Doerges Once you understand how big the market is and what its seasonality is, you’re able to establish what we call a peak day. This is the average of your projected top ten busiest days; the days your market research tells you you’ll have the highest attendance numbers. Of course you can’t build your park based on peak day – that would be like building your church for Easter Sunday. Not only would you not be able to afford it, the place would seem empty most of the year. Too much space and too few attendees dilute the guest experience. The theme doesn’t carry through well at all. It’s not intimate and it’s certainly not a very exciting place to be. In addition, you find that, out of necessity, you have to close certain attractions, restaurants, and shops – you end up having to shut down a lot of things that wouldn’t make sense to operate during those slow seasons. All of this negatively impacts the guest experience.
Q So if you’re not designing to your peak day, what standard should you build to?
Doerges That’s where your design day comes in. One way of viewing the design day would be to think of it as an average attendance day, but it’s actually much more involved than that. You arrive at your design day based in part on certain service criteria, the most important being how long will people wait. By this I mean how long will your guest wait before they become frustrated. From this data comes a series of considerations: at what point in time will your guest start to think, this isn’t worth the money? When does the perceived value of their experience start to go down? And most important of all, at what point does your guest not only think their experience wasn’t worth the money, but that they’re not going to come back.
Q You’re essentially measuring price value.
Doerges Yes, but you’re also measuring the intent to return. In the theme park business, it’s all based on repeat visitation. This applies to both the visitor and the local market. It’s essential that you capture repeat visitation. You want people to want to come back and you want them to feel like they had a fair value.
But let’s return to the wait time. It’s actually a very fine line that you’re walking – too long of a wait time and you lose your guest; too short and you’ve over-invested. What we’re trying to do is control capital investment, trying to obtain a decent return without sacrificing the guest experience. Once we’ve determined our projected attendance and have chosen an acceptable wait time, we can calculate the required capacity. This capacity informs everyone on the team as to what they’re going to build. It’s a combination of understanding operations, engineering, economics, and human behavior. At the end of the day, all of the methodologies and calculations are a tool that helps us build a program that meets the needs of the guest.
Q All of this seems like it would be a real leap in thinking for most clients.
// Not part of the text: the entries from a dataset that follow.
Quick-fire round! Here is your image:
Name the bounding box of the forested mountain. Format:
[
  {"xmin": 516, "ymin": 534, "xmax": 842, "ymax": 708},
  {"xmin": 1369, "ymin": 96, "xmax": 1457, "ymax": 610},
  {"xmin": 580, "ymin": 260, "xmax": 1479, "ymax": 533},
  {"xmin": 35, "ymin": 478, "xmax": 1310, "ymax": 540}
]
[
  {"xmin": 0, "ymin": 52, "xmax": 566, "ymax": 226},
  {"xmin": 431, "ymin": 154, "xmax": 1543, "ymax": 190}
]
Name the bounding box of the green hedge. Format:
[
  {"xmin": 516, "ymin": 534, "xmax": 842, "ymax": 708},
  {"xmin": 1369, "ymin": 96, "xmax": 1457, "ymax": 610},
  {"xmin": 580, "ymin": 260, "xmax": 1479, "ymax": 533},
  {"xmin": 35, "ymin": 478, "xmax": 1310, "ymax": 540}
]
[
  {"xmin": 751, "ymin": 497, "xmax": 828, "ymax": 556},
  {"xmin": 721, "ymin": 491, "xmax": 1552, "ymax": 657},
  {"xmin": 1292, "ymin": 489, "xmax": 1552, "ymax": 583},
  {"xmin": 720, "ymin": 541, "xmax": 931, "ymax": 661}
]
When they say, “I want three roller coasters” they probably don’t anticipate all the complex considerations involved in economically justifying those three roller coasters. Do you find yourself having to educate them in design programming?
Doerges Absolutely. Most clients often think that because they’ve been to theme parks and have seen the end product that it’s a simple process. We know of a development currently under consideration in a colder climate. If you look at the seasonality, the average temperature during the winter months is around twenty degrees. Yet they want to have a year-round Disneyland-like park. It’s unrealistic to think that you’ll get attendance during the winter months. Not to mention that such a severe cold season wouldn’t be conducive to maintaining landscaping. It’s highly unlikely that you’re going to be able to meet these kinds of client expectations.
But it’s not just clients that struggle with design programming. Operators, designers, and management have been known to disregard this concept as well. And when they do, it costs them dearly.